Gene-fixing shampoo, indeed! What vanity, I thought, as I held the mouthwash for a minute to do its work, then spat it out and checked the gleam of my teeth.

North British Mutual had spawned a security agency, and Reid had been heavily involved in its management buy-out several years earlier. If this flight was anything to go by, the Mutual Assured Protection Company were doing well. The biznesman-jet they’d hired for this leg of the trip might be a little cramped, a little Spartan, but it did have its own stewardess, an Uzbek lass with a fixed smile and no English. Breakfast had been served by the time I returned to my seat: microwaved croissants and a coffee which, I guessed after the first sip, had also been microwaved. Neither was quite hot.
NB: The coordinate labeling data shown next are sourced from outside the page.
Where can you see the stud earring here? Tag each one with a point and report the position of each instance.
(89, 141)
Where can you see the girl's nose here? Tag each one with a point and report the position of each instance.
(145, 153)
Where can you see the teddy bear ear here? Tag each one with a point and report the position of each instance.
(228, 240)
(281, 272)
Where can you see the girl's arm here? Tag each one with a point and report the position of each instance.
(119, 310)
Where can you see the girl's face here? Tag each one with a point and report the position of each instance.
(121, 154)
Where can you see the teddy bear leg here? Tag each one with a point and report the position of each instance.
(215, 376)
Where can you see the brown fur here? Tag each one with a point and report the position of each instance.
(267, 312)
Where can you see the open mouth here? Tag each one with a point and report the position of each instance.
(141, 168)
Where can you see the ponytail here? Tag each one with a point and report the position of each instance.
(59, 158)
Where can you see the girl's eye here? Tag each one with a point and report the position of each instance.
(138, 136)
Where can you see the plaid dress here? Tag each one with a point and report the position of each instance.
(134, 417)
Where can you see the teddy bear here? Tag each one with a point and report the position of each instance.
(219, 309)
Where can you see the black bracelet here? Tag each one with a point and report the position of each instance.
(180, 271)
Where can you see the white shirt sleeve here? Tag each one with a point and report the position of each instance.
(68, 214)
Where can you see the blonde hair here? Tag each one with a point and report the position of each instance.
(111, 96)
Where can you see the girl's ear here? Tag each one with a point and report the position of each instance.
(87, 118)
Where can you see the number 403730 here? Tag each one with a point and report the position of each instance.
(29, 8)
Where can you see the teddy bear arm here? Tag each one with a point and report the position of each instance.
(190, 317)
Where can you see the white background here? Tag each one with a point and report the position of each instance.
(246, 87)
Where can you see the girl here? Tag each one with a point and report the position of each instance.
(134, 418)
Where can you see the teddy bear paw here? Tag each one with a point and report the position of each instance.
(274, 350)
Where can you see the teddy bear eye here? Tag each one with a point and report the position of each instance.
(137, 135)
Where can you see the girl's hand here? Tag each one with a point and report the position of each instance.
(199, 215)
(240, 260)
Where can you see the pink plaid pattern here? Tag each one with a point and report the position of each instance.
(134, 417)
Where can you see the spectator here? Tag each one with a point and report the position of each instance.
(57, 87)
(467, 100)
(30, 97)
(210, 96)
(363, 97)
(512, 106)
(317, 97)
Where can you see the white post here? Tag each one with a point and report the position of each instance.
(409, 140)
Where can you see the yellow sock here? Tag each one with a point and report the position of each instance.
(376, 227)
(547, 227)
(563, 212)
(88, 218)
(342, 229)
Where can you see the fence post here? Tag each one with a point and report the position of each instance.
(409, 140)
‘Microwaved, huh,’ Reid grumbled. ‘Waved in front of the radar for a bit, more likely.’

‘Might account for the turbulence,’ I said.

‘Turbulence?’ Reid snorted. ‘That was anti-aircraft fire, man.’

‘What!’ I turned in alarm to the window.

‘Don’t worry,’ Reid said. ‘Just bandits. They couldn’t hit a 777 at this height.’

Our bodyguard, Predestination Ndebele, nodded slowly. A lithe, wiry Zimbabwean, one of Reid’s employees.

‘You think this is bad,’ he said, ‘you try landing at Adnan.’

‘I’ll take your word for it, Dez.’

Reid looked up from his papers. ‘Last I heard,’ he said with a vague frown, ‘it was called Grivas.’

We flew for hours over a terrifyingly featureless plain, and then, in the middle of all that nowhere, descended to a full-sized international airport buzzing with military and civilian craft. In the far distance a clutter of launch silos and gantries; closer by, a town of low pre-fabs: Kapitsa, capital (and only) city of the International Scientific and Technical Workers’ Republic, aka the Number Three Test Area, in the wasteland somewhere between Karaganda and Semiplatinsk. Part of former Kazhakstan.

‘I have a suprise for you,’ Reid said as we waited for the transit bus.

‘What’s that?’

‘You’ll see.’

I looked at him and shrugged, huddled against the dust-dry wind and trying not to breathe too much. The levels were supposed to be safe by now, but I was already interpreting the effects of jet-lag as incipient radiation sickness.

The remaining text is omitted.